How to Take That First Step

by Mark Johnston

The time is right.  This is the first thing to note.  Today, this week, this month, this quarter, is a very smart time to take that first step onto the mortgage ladder.  With interest rates at a record low and house prices falling, it is a wise time to seriously consider an affordable purchase. 

Earlier this month, the Bank of England maintained the startling base rate of 0.5 per cent.  This should come as no surprise to the readers of 

With the struggling pound and the weak progress of the pound against other currencies, the Monetary Policy Committee has decreed that the base rate should not change.  This marks the 25th month running that the committee has decided against a change. 
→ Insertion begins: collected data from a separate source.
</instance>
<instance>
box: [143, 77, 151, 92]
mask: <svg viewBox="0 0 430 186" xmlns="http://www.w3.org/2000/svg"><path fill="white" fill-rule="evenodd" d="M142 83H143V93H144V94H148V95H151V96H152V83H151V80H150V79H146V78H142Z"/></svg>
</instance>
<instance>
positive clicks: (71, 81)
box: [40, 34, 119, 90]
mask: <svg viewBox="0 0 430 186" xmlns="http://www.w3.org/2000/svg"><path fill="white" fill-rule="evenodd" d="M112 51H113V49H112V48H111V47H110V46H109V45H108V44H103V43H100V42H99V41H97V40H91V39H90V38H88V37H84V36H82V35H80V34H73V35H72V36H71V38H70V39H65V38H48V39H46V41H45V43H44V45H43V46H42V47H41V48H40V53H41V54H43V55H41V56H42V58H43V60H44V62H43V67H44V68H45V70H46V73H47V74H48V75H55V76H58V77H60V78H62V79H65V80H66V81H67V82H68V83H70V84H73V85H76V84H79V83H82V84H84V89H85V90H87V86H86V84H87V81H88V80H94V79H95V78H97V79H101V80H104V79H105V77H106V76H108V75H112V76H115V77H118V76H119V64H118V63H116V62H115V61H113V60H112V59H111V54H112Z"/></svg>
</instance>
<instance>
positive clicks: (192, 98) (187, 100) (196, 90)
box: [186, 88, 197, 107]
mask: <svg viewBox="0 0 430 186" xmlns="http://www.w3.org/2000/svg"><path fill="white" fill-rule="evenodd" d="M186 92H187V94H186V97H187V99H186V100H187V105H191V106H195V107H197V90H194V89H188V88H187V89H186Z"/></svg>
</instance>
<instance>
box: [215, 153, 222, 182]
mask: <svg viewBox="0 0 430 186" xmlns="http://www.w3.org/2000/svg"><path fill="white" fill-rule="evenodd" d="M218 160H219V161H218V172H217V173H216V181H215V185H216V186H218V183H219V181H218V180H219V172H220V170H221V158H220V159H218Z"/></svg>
What is a surprise is that the bank decided against increased quantitive easing.  There is some disagreement in the committee, with a small division requesting an increase to the base rate, citing continued impacts on inflation and pressures within this market.

Other members of the monetary committee seem quite happy to wait and see what figures say regarding growth on Gross Domestic Produce (GDP).  Investors are betting the Bank will hold out on action until May or June but this is where the economic picture becomes a little clearer and where decisions need to be made and risks taken.

As a first time buyer, you need to consider all costs involved.  There are legal fees, stealth taxes like Stamp Duty and removal van costs.  These can mount up and sometimes lead to a cost of £10,000 seriously eating into any cash you may have accumulated for a deposit. 

Stamp duty is essentially a tax that is placed on legal documents upon transfer.  The original use for the stamp duty was when the government use to place actual stamps or impressions on legal documents to indicate that duty had been paid.

Building insurance, home content insurance, refurbishment costs, boiler repair or boiler insurance etc are all charges that you will need to consider after you have bought you first house too. 

Don’t over stretch your budget.  Take heed on this point as we have recently written about soaring debt and increases in repossessions due to faltering mortgage payments.  Think about buying a house in an area that has the space you require and make sure it’s affordable in terms of fluctuating interest rates and variable mortgage rates.

Consider all help out there.  Check with your local council to see if they take part in any of the help for first time buyer schemes.  Consider approaching your family and friends to help out with you deposit, they might consider helping you out with a small kick back. 

Save, save, save.  The bigger the deposit you have initially, the less you will pay back in interest and fees, saving you money in the long run.  Consider using a high interest saving account or putting money in a Individual Savings Account and maximising your tax free savings allowance each year.  These schemes will help you save with modest interest rates.